Алтынай поначалу не очень нравилось, что ей в дорогу дали многочисленные стада верблюдов и прочего скота, да еще и пеших черных войск, собранных в Китае… Ей тогда казалось, что вполне бы хватило и двух ее мэгэнов: чем могут быть полезны пешие войска, непривычные к степному быту, только лишние рты кормить даром. Но меры эти оказались предусмотрительными, очень даже продуманными.
Уже в течение трех первых лет она превратилась для Шелкового пути в основного поставщика тягловой силы и грамотных, обученных торговому и всякому прочему делу людей. А поскольку всё здесь определяет эта проторенная с незапамятных времен торговая дорога, то и большое влияние на все стороны жизни оказывает тот, кто имеет непосредственную причастность ко всем ее делам, к безопасности и удобству в первую очередь.

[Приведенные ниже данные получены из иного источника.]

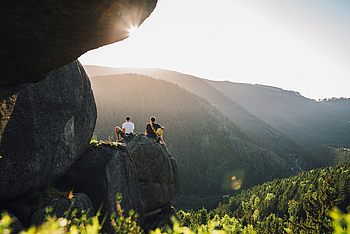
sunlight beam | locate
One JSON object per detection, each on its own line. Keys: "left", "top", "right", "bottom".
{"left": 127, "top": 25, "right": 139, "bottom": 38}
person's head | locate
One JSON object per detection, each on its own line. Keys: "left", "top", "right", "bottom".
{"left": 125, "top": 116, "right": 131, "bottom": 122}
{"left": 150, "top": 116, "right": 156, "bottom": 123}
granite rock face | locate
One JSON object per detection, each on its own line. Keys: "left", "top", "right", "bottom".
{"left": 0, "top": 0, "right": 157, "bottom": 86}
{"left": 0, "top": 61, "right": 96, "bottom": 201}
{"left": 58, "top": 136, "right": 179, "bottom": 230}
{"left": 127, "top": 135, "right": 179, "bottom": 212}
{"left": 57, "top": 143, "right": 145, "bottom": 220}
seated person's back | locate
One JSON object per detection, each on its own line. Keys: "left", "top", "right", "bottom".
{"left": 122, "top": 120, "right": 135, "bottom": 134}
{"left": 115, "top": 116, "right": 134, "bottom": 141}
{"left": 145, "top": 116, "right": 165, "bottom": 144}
{"left": 145, "top": 122, "right": 161, "bottom": 138}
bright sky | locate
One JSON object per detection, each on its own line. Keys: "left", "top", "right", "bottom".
{"left": 80, "top": 0, "right": 350, "bottom": 99}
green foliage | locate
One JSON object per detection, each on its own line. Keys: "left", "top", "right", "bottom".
{"left": 330, "top": 208, "right": 350, "bottom": 234}
{"left": 1, "top": 189, "right": 350, "bottom": 234}
{"left": 172, "top": 164, "right": 350, "bottom": 234}
{"left": 299, "top": 145, "right": 337, "bottom": 170}
{"left": 151, "top": 215, "right": 256, "bottom": 234}
{"left": 0, "top": 194, "right": 142, "bottom": 234}
{"left": 0, "top": 213, "right": 12, "bottom": 234}
{"left": 8, "top": 214, "right": 101, "bottom": 234}
{"left": 110, "top": 193, "right": 142, "bottom": 234}
{"left": 218, "top": 164, "right": 349, "bottom": 233}
{"left": 90, "top": 139, "right": 119, "bottom": 148}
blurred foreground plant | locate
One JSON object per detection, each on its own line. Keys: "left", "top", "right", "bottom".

Если же Алтынай с самого начала вместе с Барчуком приехала бы в крепость Беш-Балык, уйгурское Пятиградие, как предполагали новые родственники, ей пришлось бы волей-неволей подчиниться сложившимся здесь искони устоям. И вместе с тем тут же она оказалась бы вовлеченной, втянутой в многочисленные местные интриги.
Но теперь, имея собственную ставку и не стесняющего ее робкого мужа, она была относительно свободна в своей жизни и передвижениях, даже позволяла себе каждое лето откочевывать к себе домой на родину.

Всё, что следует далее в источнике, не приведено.